2014-10-28-InternationalRestaurantChains_6.jpeg
Credit: Flickr/LWYang

12. Quick

France
What they serve: Burgers, sandwiches
What their deal is: While most Parisians will swear by McDo or KFC, there's a sizable contingent of French people that prefer Belgian-born fast-food chain Quick. It's got a menu similar to McDonald's (burgers, chicken & bacon sandwiches, fries, something called the "Long Fish") and is actually majority-owned by the French government, so you know it's good -- and Carla Bruni probably has a thing for it.

Israel
What they serve: Burgers, chicken sandwiches, fries
What their deal is: Take a McDonald's, transplant it in Israel, and lose all the cheese (this is kosher territory, son), and you've got Burger Ranch -- Israel's most popular homegrown fast-food franchise.

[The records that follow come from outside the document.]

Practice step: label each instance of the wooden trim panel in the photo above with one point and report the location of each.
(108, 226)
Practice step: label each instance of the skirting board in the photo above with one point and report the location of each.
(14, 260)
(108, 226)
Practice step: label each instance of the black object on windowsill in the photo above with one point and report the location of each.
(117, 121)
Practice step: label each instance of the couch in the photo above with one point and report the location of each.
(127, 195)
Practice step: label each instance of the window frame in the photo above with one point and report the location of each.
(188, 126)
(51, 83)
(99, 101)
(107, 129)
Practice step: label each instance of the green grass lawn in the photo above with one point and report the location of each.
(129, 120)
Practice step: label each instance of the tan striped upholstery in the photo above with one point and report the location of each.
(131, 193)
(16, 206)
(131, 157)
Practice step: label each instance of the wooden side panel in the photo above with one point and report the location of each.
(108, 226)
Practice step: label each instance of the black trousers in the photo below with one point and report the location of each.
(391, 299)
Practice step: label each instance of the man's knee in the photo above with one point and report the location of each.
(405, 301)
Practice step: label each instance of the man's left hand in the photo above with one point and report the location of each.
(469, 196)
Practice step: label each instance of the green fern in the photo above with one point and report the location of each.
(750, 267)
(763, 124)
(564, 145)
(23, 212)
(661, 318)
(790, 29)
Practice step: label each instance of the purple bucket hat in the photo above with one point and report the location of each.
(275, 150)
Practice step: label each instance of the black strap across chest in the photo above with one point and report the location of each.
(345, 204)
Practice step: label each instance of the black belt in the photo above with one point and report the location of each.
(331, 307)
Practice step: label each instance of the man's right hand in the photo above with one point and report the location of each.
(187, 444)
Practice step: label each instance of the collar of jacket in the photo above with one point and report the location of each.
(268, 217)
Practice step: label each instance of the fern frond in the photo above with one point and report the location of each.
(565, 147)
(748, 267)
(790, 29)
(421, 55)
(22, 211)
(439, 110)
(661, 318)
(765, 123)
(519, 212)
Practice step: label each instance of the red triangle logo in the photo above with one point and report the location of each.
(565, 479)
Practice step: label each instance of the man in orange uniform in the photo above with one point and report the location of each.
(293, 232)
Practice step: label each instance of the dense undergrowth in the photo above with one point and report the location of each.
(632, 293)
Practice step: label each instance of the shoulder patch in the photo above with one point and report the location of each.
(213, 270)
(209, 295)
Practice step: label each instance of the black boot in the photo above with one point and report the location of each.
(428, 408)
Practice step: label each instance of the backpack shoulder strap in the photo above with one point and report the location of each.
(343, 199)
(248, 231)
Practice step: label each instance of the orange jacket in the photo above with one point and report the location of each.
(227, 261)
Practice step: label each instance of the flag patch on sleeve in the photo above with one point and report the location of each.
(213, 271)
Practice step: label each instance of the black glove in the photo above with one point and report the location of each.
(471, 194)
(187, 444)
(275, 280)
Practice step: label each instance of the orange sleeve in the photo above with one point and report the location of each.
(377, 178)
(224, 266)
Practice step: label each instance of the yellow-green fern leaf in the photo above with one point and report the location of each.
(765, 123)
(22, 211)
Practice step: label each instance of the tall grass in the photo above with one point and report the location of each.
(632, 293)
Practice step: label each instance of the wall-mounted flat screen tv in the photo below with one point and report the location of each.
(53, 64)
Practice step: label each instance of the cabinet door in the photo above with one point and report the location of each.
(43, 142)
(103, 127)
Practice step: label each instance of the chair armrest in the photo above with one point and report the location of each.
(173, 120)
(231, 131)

They've got around 100 locations in a country approximately the size of New Jersey, and their biggest competition in Israel is McDonald's itself. They distinguish themselves by selling schnitzel sandwiches and burgers with spicy "Spanish" sauce, which doesn't make a whole lot of sense, but we'll go with it.

Spain
What they serve: Pizza, salads
What their deal is: As you might have been able to gather from the name, Telepizza is a Spanish pizza chain that delivers 'za to over-the-phone customers. It started in Madrid back in 1986, but has expanded all over Spain, the rest of Europe, and even Central America since then. They even started doing online-based ordering (and were one of the first European pizza places to do so, even if America got there first), which means it might have to change its name. ePizza? Whatever, we'll workshop it.

United Kingdom
What they serve: Noodles, curries
What their deal is: A number of fast-food joints probably come to mind when you think of the UK -- Wimpy, Nando's, Pizza Express -- but Wagamama ventured into a territory most chains hadn't touched yet: noodles. It was founded by the guy behind London/Vegas' acclaimed Hakkasan, and serves fast-casual pan-Asian noodle dishes to patrons all over the UK and several other countries, of which the US is one. Four shops have already popped up around Boston. Prepare for another British invasion, this time with bowls instead of bowl cuts.